I found when messing with water injection that finding a reliable valve that will shutdown enough to flow a reasonable amount of water is not easy to do....serious needle valves are costly...best bet is a model airplane engine valve. Valves tend to clog...as gas mower engine filter can be used to clean the water.

Found that running 1 qt of water into a 1.5L engine over 50 miles didn't kill it and cleaned the rings well enough to reduce oil usage until the next change. I was using MMOil as a top oil.

After getting the flow down to around 2% (2% of expected fuel use) I saw no increase in mpg and a loss of power when testing time from 25 to 55 mph in 5th gear.

Wanted to try wrapping the exhaust with a copper tube and running it thru that...but never did.

I do now run a pint of water thru the engine and flush the oil with a pint of kerosene each oil change.

maxxgraphix 04-17-2008 04:24 AM

Did you lean out the AFR? The idea is to use WI to prevent predetination under lean conditions. Ricers use WI with high boost and high compression to increase the power without destroying the motor. Most use a pump system with misting nozzles at WOT though. The latest trick is to use larger injectors and run E85 with a rich fuel map. MPG sucks, but they can make a lot of power.

Why not just use a venturi vaccuum to pull water mist in directly in front of the throttle plate? Meter the amount by the jet size. Just look at the venturi's on a big Holley. So at idle there will be no flow, at WOT max flow, at part throttle part water flow. Makes sense to me. Then of course lean out your AFR.

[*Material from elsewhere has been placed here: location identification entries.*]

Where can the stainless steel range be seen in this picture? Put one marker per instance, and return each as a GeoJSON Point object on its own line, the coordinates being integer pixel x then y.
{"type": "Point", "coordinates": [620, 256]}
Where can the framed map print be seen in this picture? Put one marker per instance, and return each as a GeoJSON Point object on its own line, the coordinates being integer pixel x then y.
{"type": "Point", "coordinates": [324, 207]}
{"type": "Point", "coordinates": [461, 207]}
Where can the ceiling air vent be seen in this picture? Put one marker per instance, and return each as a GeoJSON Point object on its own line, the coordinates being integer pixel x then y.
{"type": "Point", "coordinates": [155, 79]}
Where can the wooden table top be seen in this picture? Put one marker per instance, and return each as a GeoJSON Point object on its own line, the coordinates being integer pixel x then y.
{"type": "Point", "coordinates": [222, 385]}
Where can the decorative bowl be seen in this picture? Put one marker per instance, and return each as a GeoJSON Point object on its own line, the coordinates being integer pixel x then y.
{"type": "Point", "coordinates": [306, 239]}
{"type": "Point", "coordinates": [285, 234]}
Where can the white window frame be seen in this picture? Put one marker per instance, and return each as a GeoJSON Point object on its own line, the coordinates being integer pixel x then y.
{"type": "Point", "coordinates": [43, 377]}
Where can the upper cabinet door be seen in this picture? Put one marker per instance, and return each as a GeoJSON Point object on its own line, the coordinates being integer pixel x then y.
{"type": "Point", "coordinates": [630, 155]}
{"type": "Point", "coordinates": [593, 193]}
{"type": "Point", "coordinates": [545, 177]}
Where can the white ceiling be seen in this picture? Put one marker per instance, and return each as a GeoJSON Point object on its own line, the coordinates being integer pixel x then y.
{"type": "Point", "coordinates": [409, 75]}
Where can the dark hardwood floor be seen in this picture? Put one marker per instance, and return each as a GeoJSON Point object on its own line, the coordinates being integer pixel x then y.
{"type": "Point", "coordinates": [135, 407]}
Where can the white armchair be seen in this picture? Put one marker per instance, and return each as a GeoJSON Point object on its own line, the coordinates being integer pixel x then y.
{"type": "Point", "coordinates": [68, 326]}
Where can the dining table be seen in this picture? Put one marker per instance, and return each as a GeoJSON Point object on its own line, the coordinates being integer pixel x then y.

Really, NO WI or HHO injection system will gain anything unless you can control the AFR. Unless you just want to keep your pistons clean.

Quote:

Originally Posted by ZugyNA (Post 96198)
I found when messing with water injection that finding a reliable valve that will shutdown enough to flow a reasonable amount of water is not easy to do....serious needle valves are costly...best bet is a model airplane engine valve. Valves tend to clog...as gas mower engine filter can be used to clean the water.

Found that running 1 qt of water into a 1.5L engine over 50 miles didn't kill it and cleaned the rings well enough to reduce oil usage until the next change. I was using MMOil as a top oil.

After getting the flow down to around 2% (2% of expected fuel use) I saw no increase in mpg and a loss of power when testing time from 25 to 55 mph in 5th gear.

Wanted to try wrapping the exhaust with a copper tube and running it thru that...but never did.

I do now run a pint of water thru the engine and flush the oil with a pint of kerosene each oil change.


GasSavers_Erik 04-17-2008 04:57 AM

Quote:

Originally Posted by maxxgraphix (Post 96201)

Why not just use a venturi vaccuum to pull water mist in directly in front of the throttle plate? Meter the amount by the jet size. Just look at the venturi's on a big Holley. So at idle there will be no flow, at WOT max flow, at part throttle part water flow. Makes sense to me. Then of course lean out your AFR.

I have been thinking the same thing- venturi vacuum wil be low at idle and high at high load/flow- perfect for WI. This will work well for my carb- but do throttle bodies have venturi vacuum?

flapdoodle 04-17-2008 05:14 AM

Not all have them. On the Holley 4160 for example, the older ones don't, the newer ones do. The connection below the plate is venturi vacuum, the one above is to the distributor advance.